OK folks, bring on the love.  Ready?  I’m going to stick my neck way out there.

PCI is easy.

*GASP*

OK, taking a company that ignored security (or only focused on one particular element of a good security program) to compliance is hard, painful, and will result in lots of kicking and screaming and other tantrum like actions.  Why?  See this post.

But take PCI DSS on the surface.  It’s prescriptive (potentially overly so in some cases), it is based on a good, common set of security practices that, quite frankly, you should already be doing, and its impact to your organization can be limited dramatically depending on how you approach it.  If you look at the high level twelve requirements for PCI, all of them map into ISO27002 standards. Want to know what an assessor will ask you, or exactly what you have to do to comply with a particular requirement?  Read the testing procedure!  It’s right there!

Social Media KISS, by Search Engine People Blog

Social Media KISS, by Search Engine People Blog

One of the issues customers and industry folks have with PCI is they will pick one particular area of PCI and latch on to it as a problem. “I can’t do PCI because of X,” or “Y is TOTALLY insecure…. if I do Z, I am more secure but not compliant?”

Sometimes these conversations come from people who simply do not want to go through the effort of PCI DSS and are trying to delay taking any action to resolve a gap.  Maybe they think if they delay it long enough, they will be promoted out of the job, and it will be someone else’s problem.  I once had a (former) customer tell me he could not wait to be done with PCI so he could get back to security.  What this gentleman didn’t know is that PCI was the only thing delaying him being pwned because his security was so poor.
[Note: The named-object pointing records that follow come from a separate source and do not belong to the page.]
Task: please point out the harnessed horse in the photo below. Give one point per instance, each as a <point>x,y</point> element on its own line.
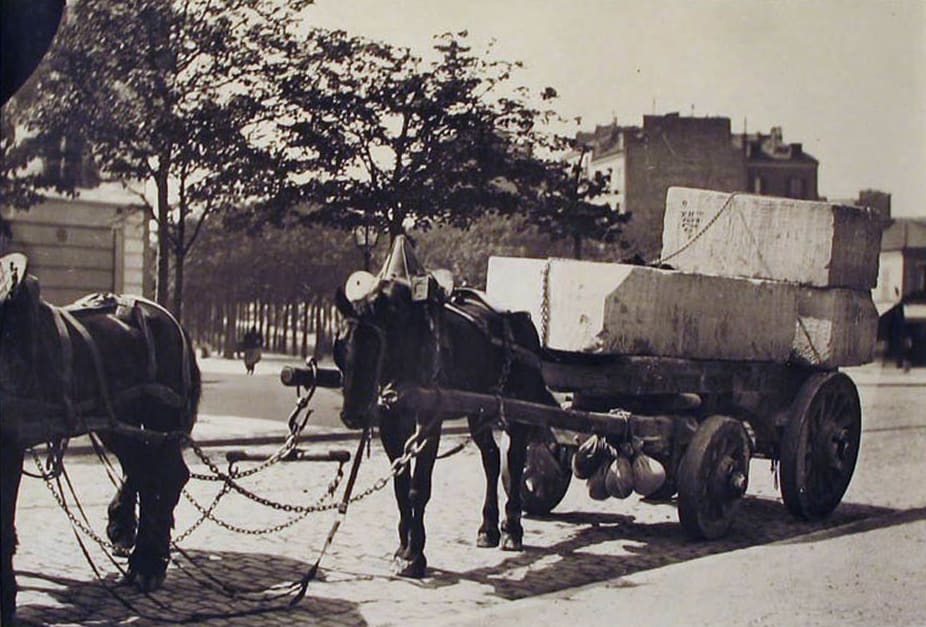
<point>403,329</point>
<point>121,367</point>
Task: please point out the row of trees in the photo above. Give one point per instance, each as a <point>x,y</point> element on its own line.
<point>238,109</point>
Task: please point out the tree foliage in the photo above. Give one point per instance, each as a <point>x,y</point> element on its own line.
<point>18,188</point>
<point>297,264</point>
<point>376,134</point>
<point>162,92</point>
<point>571,203</point>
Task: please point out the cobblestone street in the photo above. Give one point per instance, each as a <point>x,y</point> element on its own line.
<point>583,543</point>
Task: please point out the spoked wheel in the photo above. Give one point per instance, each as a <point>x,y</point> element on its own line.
<point>547,473</point>
<point>820,445</point>
<point>712,477</point>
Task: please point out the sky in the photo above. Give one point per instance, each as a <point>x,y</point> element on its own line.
<point>846,78</point>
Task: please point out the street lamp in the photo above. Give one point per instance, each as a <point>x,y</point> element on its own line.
<point>365,237</point>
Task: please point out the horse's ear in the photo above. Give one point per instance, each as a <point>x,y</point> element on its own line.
<point>344,306</point>
<point>12,273</point>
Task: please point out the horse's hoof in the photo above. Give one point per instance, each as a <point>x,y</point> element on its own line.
<point>488,539</point>
<point>148,583</point>
<point>120,550</point>
<point>512,543</point>
<point>412,569</point>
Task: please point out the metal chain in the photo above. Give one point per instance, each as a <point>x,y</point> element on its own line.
<point>285,449</point>
<point>295,428</point>
<point>230,481</point>
<point>87,531</point>
<point>545,305</point>
<point>207,513</point>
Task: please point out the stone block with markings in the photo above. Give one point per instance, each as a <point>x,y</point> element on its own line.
<point>811,243</point>
<point>582,306</point>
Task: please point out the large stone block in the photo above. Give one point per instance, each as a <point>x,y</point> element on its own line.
<point>836,327</point>
<point>806,242</point>
<point>616,308</point>
<point>583,306</point>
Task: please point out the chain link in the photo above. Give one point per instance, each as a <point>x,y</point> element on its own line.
<point>78,524</point>
<point>545,305</point>
<point>698,235</point>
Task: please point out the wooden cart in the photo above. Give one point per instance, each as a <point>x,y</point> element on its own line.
<point>702,420</point>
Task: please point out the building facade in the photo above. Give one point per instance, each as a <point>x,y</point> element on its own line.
<point>776,168</point>
<point>94,243</point>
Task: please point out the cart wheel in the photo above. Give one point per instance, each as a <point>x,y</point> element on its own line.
<point>820,445</point>
<point>547,473</point>
<point>712,477</point>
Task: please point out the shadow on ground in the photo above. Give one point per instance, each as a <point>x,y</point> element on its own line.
<point>225,587</point>
<point>607,546</point>
<point>202,588</point>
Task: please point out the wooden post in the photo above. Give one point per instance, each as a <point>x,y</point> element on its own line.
<point>305,330</point>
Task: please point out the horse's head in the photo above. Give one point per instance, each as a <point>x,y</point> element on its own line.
<point>12,278</point>
<point>389,335</point>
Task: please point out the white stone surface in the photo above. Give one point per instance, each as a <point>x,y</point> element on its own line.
<point>781,239</point>
<point>637,310</point>
<point>836,327</point>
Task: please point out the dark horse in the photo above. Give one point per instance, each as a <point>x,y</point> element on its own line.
<point>116,365</point>
<point>402,329</point>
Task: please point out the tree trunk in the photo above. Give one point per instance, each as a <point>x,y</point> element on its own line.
<point>163,211</point>
<point>231,325</point>
<point>577,246</point>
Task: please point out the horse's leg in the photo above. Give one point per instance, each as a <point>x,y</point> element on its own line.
<point>488,535</point>
<point>512,532</point>
<point>123,522</point>
<point>393,436</point>
<point>11,467</point>
<point>416,565</point>
<point>159,474</point>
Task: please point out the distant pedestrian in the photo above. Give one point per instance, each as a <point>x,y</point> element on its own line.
<point>6,237</point>
<point>252,344</point>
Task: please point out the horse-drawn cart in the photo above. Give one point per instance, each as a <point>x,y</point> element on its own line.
<point>702,421</point>
<point>669,380</point>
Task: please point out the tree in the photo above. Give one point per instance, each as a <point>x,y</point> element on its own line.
<point>17,189</point>
<point>376,135</point>
<point>162,91</point>
<point>570,204</point>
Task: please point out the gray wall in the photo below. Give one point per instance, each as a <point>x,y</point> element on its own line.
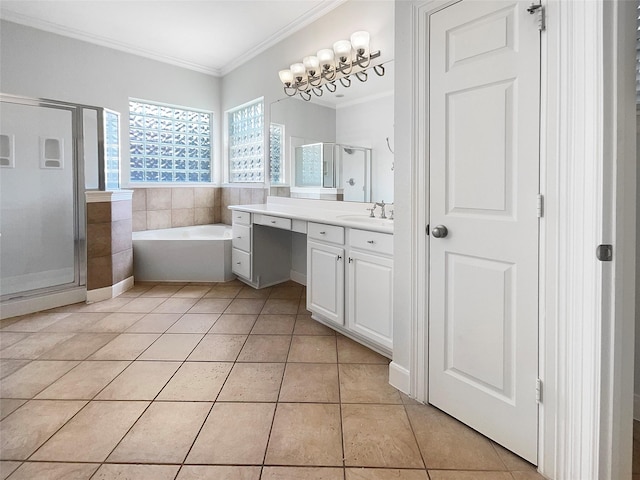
<point>45,65</point>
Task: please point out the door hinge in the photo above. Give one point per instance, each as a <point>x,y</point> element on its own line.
<point>538,390</point>
<point>540,205</point>
<point>539,9</point>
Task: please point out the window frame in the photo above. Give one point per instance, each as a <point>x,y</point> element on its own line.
<point>227,158</point>
<point>126,170</point>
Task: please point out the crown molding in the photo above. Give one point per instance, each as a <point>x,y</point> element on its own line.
<point>297,24</point>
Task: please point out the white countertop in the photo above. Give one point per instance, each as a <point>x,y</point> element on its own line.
<point>346,214</point>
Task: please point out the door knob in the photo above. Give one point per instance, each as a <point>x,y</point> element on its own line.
<point>439,231</point>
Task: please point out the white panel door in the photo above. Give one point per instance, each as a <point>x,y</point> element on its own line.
<point>484,62</point>
<point>325,281</point>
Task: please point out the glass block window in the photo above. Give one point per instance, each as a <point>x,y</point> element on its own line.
<point>169,144</point>
<point>245,132</point>
<point>276,153</point>
<point>112,149</point>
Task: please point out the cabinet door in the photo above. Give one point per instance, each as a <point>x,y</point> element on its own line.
<point>325,281</point>
<point>370,297</point>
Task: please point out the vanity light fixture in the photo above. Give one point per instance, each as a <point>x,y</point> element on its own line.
<point>346,58</point>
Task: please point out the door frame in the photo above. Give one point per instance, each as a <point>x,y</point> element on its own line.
<point>586,315</point>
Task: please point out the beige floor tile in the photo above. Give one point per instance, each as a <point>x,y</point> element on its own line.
<point>34,377</point>
<point>313,349</point>
<point>249,292</point>
<point>116,322</point>
<point>126,346</point>
<point>274,325</point>
<point>535,476</point>
<point>352,352</point>
<point>34,345</point>
<point>35,322</point>
<point>9,366</point>
<point>111,305</point>
<point>163,290</point>
<point>76,322</point>
<point>234,434</point>
<point>140,381</point>
<point>310,382</point>
<point>253,382</point>
<point>384,474</point>
<point>169,347</point>
<point>8,406</point>
<point>223,291</point>
<point>197,382</point>
<point>281,306</point>
<point>198,472</point>
<point>194,323</point>
<point>154,323</point>
<point>93,433</point>
<point>9,338</point>
<point>218,348</point>
<point>142,304</point>
<point>511,460</point>
<point>30,426</point>
<point>84,381</point>
<point>294,292</point>
<point>265,348</point>
<point>175,305</point>
<point>163,434</point>
<point>306,473</point>
<point>55,471</point>
<point>468,475</point>
<point>305,325</point>
<point>449,444</point>
<point>136,472</point>
<point>305,434</point>
<point>366,384</point>
<point>379,436</point>
<point>232,323</point>
<point>245,306</point>
<point>210,305</point>
<point>192,291</point>
<point>78,347</point>
<point>6,468</point>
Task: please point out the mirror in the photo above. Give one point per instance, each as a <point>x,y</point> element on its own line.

I think if the folks screaming about PCI would stop for just a second and take a look at the item for which they scream1, they would realize that (in most cases) good security practice tells them to do the same thing!  If we are truly security professionals, or if we care about security at all, shouldn’t we focus on improving security in our companies?  The answer is Yes, and if the method by which we motivate our companies is the stick of PCI, why not use it?